Durante décadas se ha encasillado a la
corrupción como un delito meramente financiero o burocrático. Sin embargo,
cuando los fondos públicos destinados a hospitales, escuelas, infraestructura o
agua potable terminan en bolsillos privados, el resultado no es un simple
desbalance contable. El resultado son vidas perdidas por falta de insumos
médicos, niños condenados a la marginalidad por una educación precaria (con pruebas
PISA o no) y comunidades enteras vulneradas en su dignidad básica, ya que deben
mendigar sus necesidades o someterse a maniobras viles. Es increíble que no vean
que las remeras con nombre de políticos repartidas se esparcen más en comunidades
que son rehenes del sistema. Robarle al Estado es robarle las condiciones
mínimas de subsistencia a la población, especialmente en sociedades como la
nuestra, signadas por una alta inequidad donde el impacto de la expoliación es
devastador.
Los derechos humanos se ven severamente
afectados cuando los privilegios de unos pocos destruyen las posibilidades de
crecimiento, desarrollo, vida y dignidad de los demás. Parte central del
problema radica en no ser capaces de asociar la defensa de estos derechos con
el plano cotidiano y encarnarlos allí donde deben hacerse efectivos. Solemos
reservarlos exclusivamente para episodios de escala histórica o trascendente
—como una dictadura o un genocidio—, pero esa ceguera ante lo diario nos impide
ver que la corrupción cotidiana corroe el tejido básico de la vida humana.
En la política vernácula, además, la
corrupción funciona como una coartada de impunidad cruzada. Bajo la premisa
implícita de que «el problema es de los otros, pero, quizás, un poco de
nosotros», a ningún sector le conviene avanzar de fondo con leyes severas,
sanciones efectivas ni con la recuperación de los bienes robados. Así, el
fenómeno se empantana deliberadamente: no es casual que los juicios por
corrupción tomen décadas, buscando que el paso del tiempo adormezca el interés
público y diluya las causas en la prescripción. La restitución de los fondos
saqueados es casi una utopía, marcando un contraste escandaloso con la
celeridad e inflexibilidad con la que la justicia actúa y embarga a un
ciudadano común por la deuda de un electrodoméstico.

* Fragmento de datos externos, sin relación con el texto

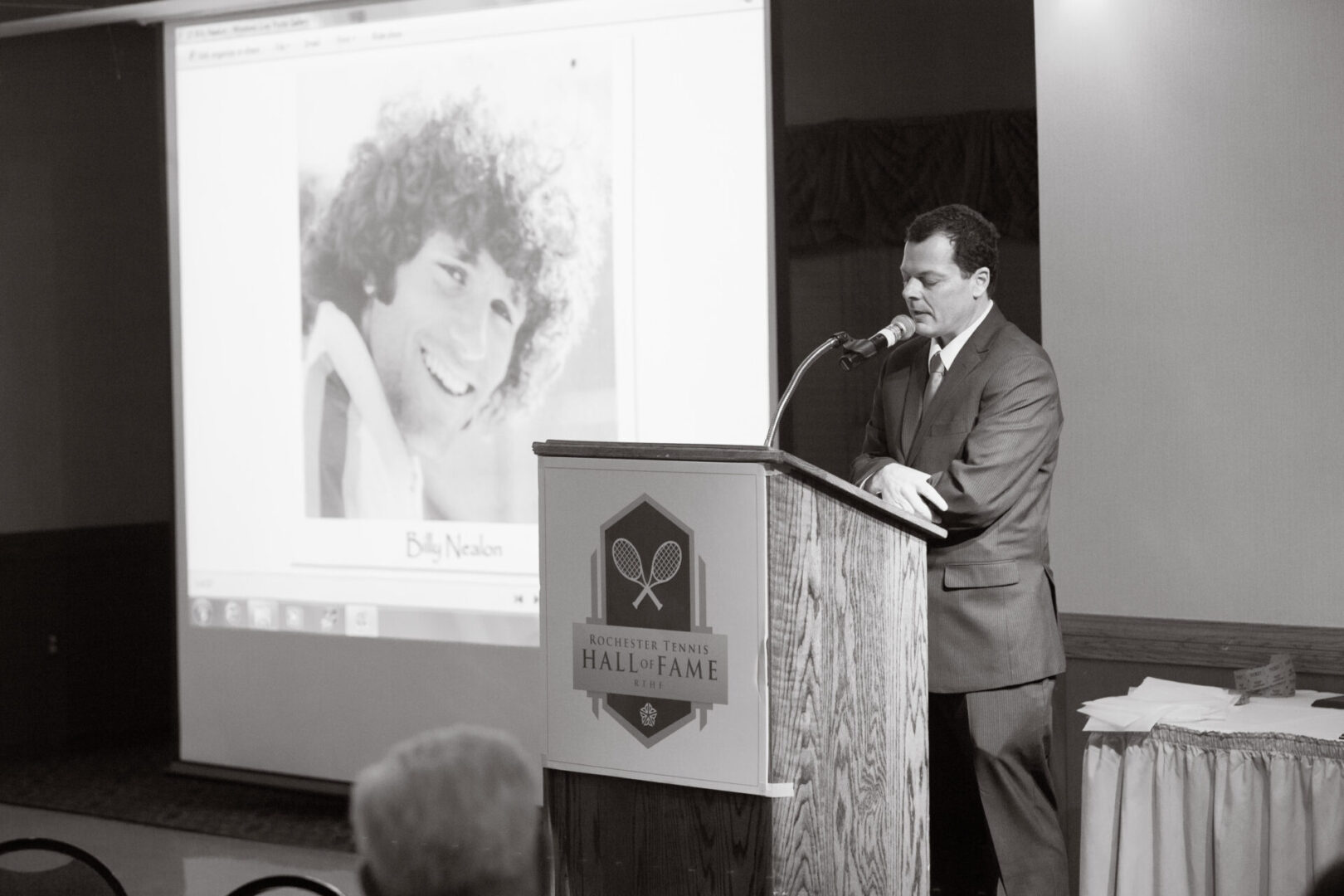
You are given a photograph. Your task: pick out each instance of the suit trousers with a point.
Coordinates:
(992, 809)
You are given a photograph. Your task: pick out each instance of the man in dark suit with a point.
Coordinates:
(965, 430)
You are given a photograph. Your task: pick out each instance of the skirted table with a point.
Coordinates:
(1205, 813)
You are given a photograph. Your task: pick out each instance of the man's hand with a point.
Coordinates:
(908, 488)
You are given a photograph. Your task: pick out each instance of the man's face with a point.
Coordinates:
(942, 301)
(444, 343)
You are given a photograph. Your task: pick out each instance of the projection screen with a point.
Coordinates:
(409, 241)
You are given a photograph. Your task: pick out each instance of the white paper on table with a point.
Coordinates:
(1157, 700)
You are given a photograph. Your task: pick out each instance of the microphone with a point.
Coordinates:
(860, 349)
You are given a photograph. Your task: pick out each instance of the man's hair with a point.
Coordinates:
(449, 813)
(453, 169)
(975, 240)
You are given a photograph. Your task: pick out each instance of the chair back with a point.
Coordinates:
(46, 867)
(275, 883)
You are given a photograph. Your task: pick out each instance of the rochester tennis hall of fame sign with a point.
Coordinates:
(654, 620)
(645, 653)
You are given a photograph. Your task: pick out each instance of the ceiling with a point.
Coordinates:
(15, 10)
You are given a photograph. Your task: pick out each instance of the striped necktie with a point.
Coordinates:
(936, 371)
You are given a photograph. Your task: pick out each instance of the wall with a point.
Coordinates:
(85, 390)
(882, 60)
(1192, 201)
(85, 371)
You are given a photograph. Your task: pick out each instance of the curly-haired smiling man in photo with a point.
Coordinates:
(442, 288)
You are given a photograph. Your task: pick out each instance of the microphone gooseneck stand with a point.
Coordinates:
(835, 338)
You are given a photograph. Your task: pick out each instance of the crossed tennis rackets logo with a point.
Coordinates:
(667, 562)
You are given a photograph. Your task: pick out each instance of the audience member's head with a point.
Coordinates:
(1331, 883)
(448, 813)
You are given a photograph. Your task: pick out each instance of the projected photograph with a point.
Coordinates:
(455, 275)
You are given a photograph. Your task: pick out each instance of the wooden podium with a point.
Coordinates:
(735, 657)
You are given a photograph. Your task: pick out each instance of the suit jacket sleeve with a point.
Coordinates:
(1014, 437)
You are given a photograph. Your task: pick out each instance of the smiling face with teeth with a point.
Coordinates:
(444, 342)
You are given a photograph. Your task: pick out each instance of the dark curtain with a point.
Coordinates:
(860, 183)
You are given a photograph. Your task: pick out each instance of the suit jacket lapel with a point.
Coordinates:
(916, 384)
(955, 381)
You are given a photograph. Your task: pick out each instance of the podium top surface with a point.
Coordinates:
(743, 455)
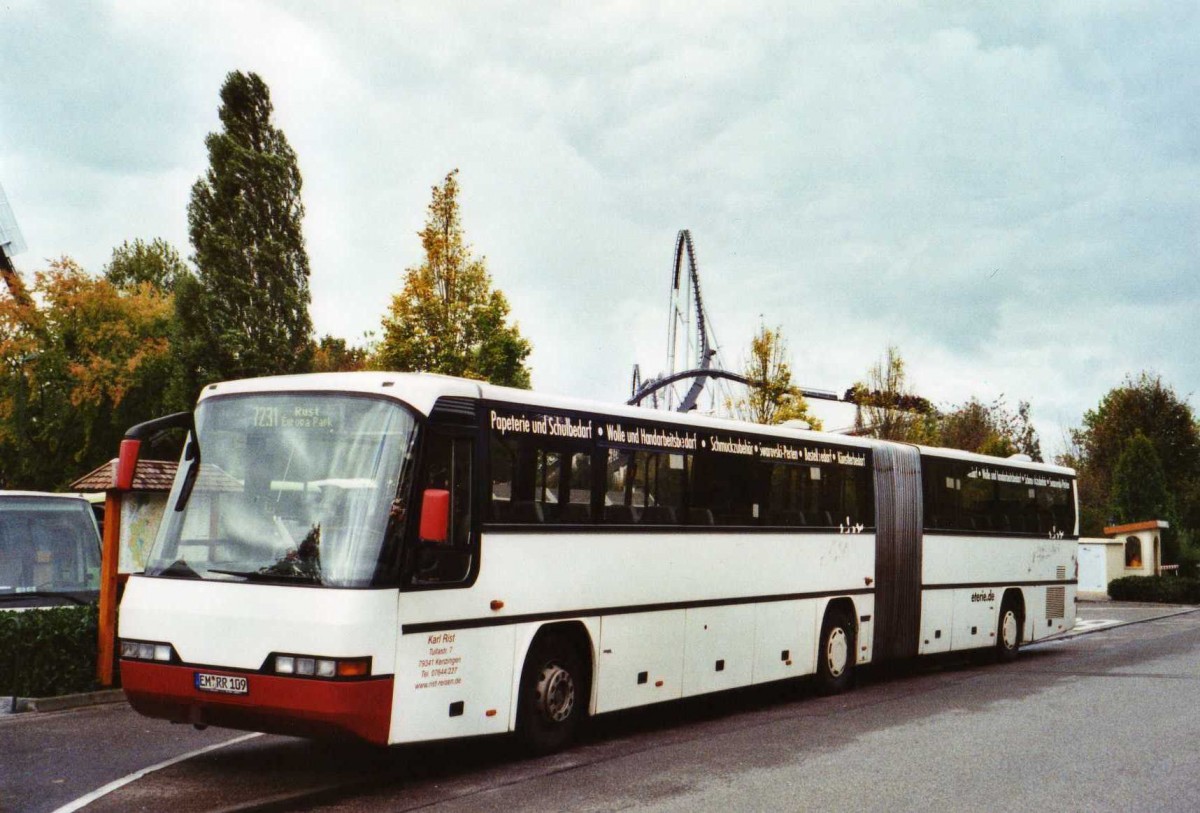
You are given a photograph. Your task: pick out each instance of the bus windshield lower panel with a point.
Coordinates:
(291, 488)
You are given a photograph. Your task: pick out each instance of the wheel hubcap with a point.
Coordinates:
(1008, 630)
(556, 693)
(837, 651)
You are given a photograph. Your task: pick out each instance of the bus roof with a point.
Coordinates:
(421, 391)
(48, 495)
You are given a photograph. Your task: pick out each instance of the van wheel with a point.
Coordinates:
(835, 658)
(552, 699)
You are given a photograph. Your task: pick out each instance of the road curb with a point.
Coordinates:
(1074, 633)
(64, 702)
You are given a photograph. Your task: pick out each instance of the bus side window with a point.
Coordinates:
(448, 463)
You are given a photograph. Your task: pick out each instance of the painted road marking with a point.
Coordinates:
(70, 807)
(1084, 625)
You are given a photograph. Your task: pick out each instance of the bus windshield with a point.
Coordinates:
(291, 488)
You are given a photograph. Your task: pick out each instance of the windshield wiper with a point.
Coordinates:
(179, 568)
(43, 594)
(193, 469)
(259, 576)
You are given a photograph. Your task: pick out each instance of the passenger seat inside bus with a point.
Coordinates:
(526, 512)
(658, 515)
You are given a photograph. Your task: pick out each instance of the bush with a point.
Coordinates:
(48, 651)
(1157, 589)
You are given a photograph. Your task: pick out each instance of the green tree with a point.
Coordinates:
(335, 355)
(1139, 485)
(448, 318)
(887, 407)
(989, 429)
(247, 312)
(79, 362)
(156, 263)
(771, 396)
(1145, 404)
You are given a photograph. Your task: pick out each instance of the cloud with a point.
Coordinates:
(1006, 192)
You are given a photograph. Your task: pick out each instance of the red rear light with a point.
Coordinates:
(355, 668)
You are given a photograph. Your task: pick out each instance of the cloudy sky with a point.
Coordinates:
(1008, 192)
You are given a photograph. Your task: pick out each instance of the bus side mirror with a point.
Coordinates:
(435, 515)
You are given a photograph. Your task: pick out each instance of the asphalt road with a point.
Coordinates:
(1097, 722)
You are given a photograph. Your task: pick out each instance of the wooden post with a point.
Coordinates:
(109, 558)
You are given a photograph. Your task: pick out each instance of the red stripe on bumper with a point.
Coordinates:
(297, 706)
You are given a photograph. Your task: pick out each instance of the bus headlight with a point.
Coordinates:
(148, 650)
(307, 666)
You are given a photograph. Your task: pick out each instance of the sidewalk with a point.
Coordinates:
(60, 703)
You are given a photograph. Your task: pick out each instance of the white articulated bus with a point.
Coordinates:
(411, 556)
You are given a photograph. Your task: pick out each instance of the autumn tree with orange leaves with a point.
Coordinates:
(81, 361)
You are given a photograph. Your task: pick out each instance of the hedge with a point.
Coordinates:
(1157, 589)
(48, 651)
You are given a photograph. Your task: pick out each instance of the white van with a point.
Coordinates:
(49, 550)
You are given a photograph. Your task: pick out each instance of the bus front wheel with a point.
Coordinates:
(835, 658)
(552, 694)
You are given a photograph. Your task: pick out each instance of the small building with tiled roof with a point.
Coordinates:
(141, 509)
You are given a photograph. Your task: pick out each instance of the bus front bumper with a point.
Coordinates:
(295, 706)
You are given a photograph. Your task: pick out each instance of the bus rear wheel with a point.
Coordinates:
(835, 658)
(1008, 632)
(552, 699)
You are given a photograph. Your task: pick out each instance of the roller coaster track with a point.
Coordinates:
(685, 295)
(703, 366)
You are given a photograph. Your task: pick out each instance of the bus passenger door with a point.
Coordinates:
(445, 486)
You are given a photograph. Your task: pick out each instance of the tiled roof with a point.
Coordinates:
(1132, 528)
(149, 476)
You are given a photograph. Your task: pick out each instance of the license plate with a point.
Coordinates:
(222, 684)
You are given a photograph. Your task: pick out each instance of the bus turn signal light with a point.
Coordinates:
(354, 668)
(306, 666)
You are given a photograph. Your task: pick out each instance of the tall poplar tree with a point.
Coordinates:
(246, 311)
(448, 318)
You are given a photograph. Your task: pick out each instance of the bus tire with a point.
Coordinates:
(835, 656)
(1008, 632)
(552, 699)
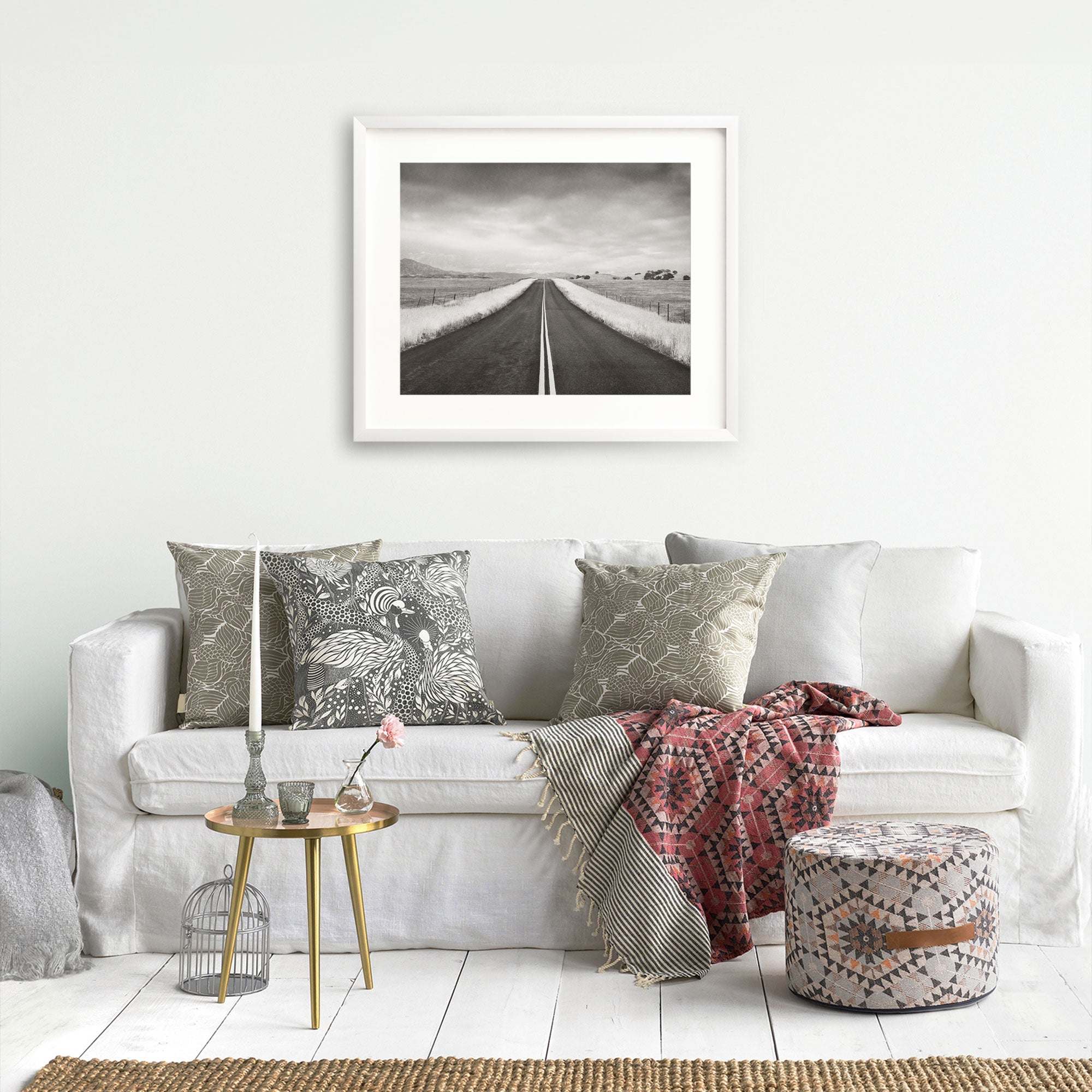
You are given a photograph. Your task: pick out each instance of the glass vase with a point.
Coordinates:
(354, 796)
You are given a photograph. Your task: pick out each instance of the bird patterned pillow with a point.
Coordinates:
(382, 637)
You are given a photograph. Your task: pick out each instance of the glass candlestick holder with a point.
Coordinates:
(256, 809)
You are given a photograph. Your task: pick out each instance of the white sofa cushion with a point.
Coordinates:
(932, 763)
(917, 628)
(442, 768)
(811, 628)
(525, 600)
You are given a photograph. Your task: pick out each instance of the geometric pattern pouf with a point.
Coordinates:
(892, 917)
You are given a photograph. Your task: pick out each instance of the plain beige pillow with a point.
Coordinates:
(652, 634)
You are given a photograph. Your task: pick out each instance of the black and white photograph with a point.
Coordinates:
(545, 279)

Como bien advertía el teólogo Dietrich
Bonhoeffer al reflexionar sobre la ceguera moral, el peligro más grave radica
en la incapacidad crítica de ver la realidad cuando esta contradice nuestros
sesgos. Tolerarle la corrupción a un proyecto político porque enarbola banderas
de justicia social es una contradicción trágica. En el fondo, esta parálisis
institucional funciona como un mecanismo de protección para defender un sistema
impune, silenciando lo que verdaderamente importa: los derechos humanos reales de
las personas vulnerables que necesitan ser protegidas. De los que defienden
esto es obvio que los sobrevivientes y los que ganan sin limite tienen otras
razones, pero el problema son los estúpidos, allí Bonhoeffer tienen razón: “La
estupidez es un enemigo del bien más peligroso que la maldad. Uno puede
protestar contra el mal; se puede denunciar y, si es necesario, se puede
prevenir mediante el uso de la fuerza... pero contra la estupidez no tenemos
defensa”.
Es hora de despojar a la corrupción de
cualquier encubrimiento ideológico o corporativo. Quien defrauda al erario
público no está librando una batalla cultural ni protegiendo un modelo de país;
está cometiendo un crimen que destruye vidas por igual, sin importar la
camiseta, la doctrina o las intenciones de quien lo ejecute. Lo peor es
amparando en los estúpidos, los tibios, los que son bueno hablando de justicia.